You hit the nail right on it's head. People in this thread proclaiming AMD Ryzen is much better compared to Intel don't seem to have any clue on what they are talking about.
AMD Ryzen provides a great price/threads/cores scenario. For some use cases that is great and all. But for Apple? Not so much. Currently they have no mobile parts. So there is nothing available that is sensible for any MacBook, MacBook Air or MacBook Pro. So the wast majority of Apple's line-up doesn't have anything AMD Ryzen they could implement.
Not to mention how Apple is greatly optimised towards Intel and their architectural design. macOS uses specific Intel optimisation in order to get things like PowerNap and various other features to work. I'm not saying it's impossible to do the same with AMD, but it would require a lot of re-work of the kernel and the drivers. All that work will cost time and money and all that while AMD Ryzen still offers inferior single-thread performance and IPC which is still the most relevant thing for consistent performance for most users.
AMD Ryzen is more like Qualcomm-Snapdragon in the ARM world. They can't compete on the core level, so instead they optimise towards tossing additional cores into the mix in order to achieve better performance. That's not necessarily a bad thing, but as of today there are so much software that is not easily run in parallel. This is not about "lazy developers", this is about coding and how some tasks just doesn't do well when run in parallel making super-fast and super-efficient single-threads relevant for the foreseeable future.

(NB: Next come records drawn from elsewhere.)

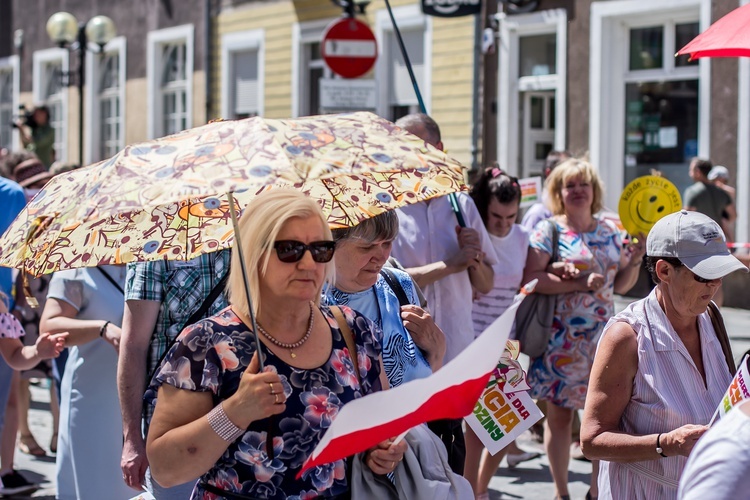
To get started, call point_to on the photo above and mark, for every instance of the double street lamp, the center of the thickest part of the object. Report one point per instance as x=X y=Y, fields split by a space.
x=65 y=31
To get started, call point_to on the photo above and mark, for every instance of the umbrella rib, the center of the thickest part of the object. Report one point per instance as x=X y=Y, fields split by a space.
x=333 y=199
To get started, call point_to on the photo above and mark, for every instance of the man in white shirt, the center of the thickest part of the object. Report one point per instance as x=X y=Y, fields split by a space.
x=448 y=262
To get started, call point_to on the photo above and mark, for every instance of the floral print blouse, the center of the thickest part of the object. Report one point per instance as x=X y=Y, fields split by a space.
x=212 y=355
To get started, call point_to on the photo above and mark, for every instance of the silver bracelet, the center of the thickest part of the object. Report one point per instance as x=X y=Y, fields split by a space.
x=221 y=424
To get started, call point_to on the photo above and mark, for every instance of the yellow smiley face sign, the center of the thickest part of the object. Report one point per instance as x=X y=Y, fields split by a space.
x=646 y=200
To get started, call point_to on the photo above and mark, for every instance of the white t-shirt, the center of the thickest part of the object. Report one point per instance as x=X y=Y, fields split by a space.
x=511 y=251
x=719 y=465
x=427 y=234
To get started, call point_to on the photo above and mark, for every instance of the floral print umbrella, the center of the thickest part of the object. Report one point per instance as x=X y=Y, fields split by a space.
x=168 y=198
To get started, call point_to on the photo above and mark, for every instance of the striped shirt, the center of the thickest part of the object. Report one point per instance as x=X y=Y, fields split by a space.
x=668 y=392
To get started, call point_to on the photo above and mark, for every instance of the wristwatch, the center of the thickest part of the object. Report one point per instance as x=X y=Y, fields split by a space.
x=659 y=449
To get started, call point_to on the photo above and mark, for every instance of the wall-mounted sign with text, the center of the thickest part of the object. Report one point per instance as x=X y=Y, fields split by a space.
x=451 y=8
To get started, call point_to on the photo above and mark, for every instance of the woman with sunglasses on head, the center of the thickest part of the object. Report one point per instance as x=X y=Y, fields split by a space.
x=660 y=371
x=591 y=267
x=216 y=411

Especially games that relies on so much real-time input and output is downright impossible to run efficiently in parallel. Sure, you have portion of the code that could benefit from parallelization. But all the real-time rendering, input and outputs etc can't be easily spread along multiple threads without causing a huge spike in added latency which is horrible for gaming. Other tasks like encoding etc where latency isn't relevant at all you can easily strip the workload over as many cores/threads as you want without any major drawbacks.

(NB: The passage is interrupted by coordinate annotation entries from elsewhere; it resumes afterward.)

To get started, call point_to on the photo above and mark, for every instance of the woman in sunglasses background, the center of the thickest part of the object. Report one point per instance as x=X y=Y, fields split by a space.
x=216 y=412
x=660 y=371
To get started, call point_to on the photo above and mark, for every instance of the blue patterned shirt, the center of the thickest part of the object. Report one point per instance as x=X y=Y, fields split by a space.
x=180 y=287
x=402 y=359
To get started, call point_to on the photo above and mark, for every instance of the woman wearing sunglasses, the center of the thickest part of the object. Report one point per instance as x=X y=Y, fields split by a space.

And that's only talking about Ryzen and the whole more cores vs less efficient cores etc.. But Ryzen has also proven to feature slower NVMe throughput, it lacks Thunderbolt etc.. And it comes with half the AVX performance so all macOS applications using modern AVX instructions will essentially get their performance halved.

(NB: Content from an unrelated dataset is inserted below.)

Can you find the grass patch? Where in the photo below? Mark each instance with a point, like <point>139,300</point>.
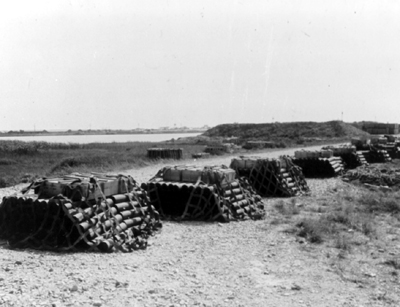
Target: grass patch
<point>287,208</point>
<point>22,160</point>
<point>315,229</point>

And in terms of the "Pro" market there is no company that has Ryzen on their QVL lists yet. VMWare for instance do not recommend Ryzen as the virtualisation performance is doing much worse on Ryzen compared to Intel. And until things like these gets solved and stuff starts to get certified and optimised by the major companies in the professional market Apple should not really consider Ryzen unless they want to annihilate this entire market.
So again, to everyone proclaiming "AMD Ryzen is so much better". Do you really know what you are talking about?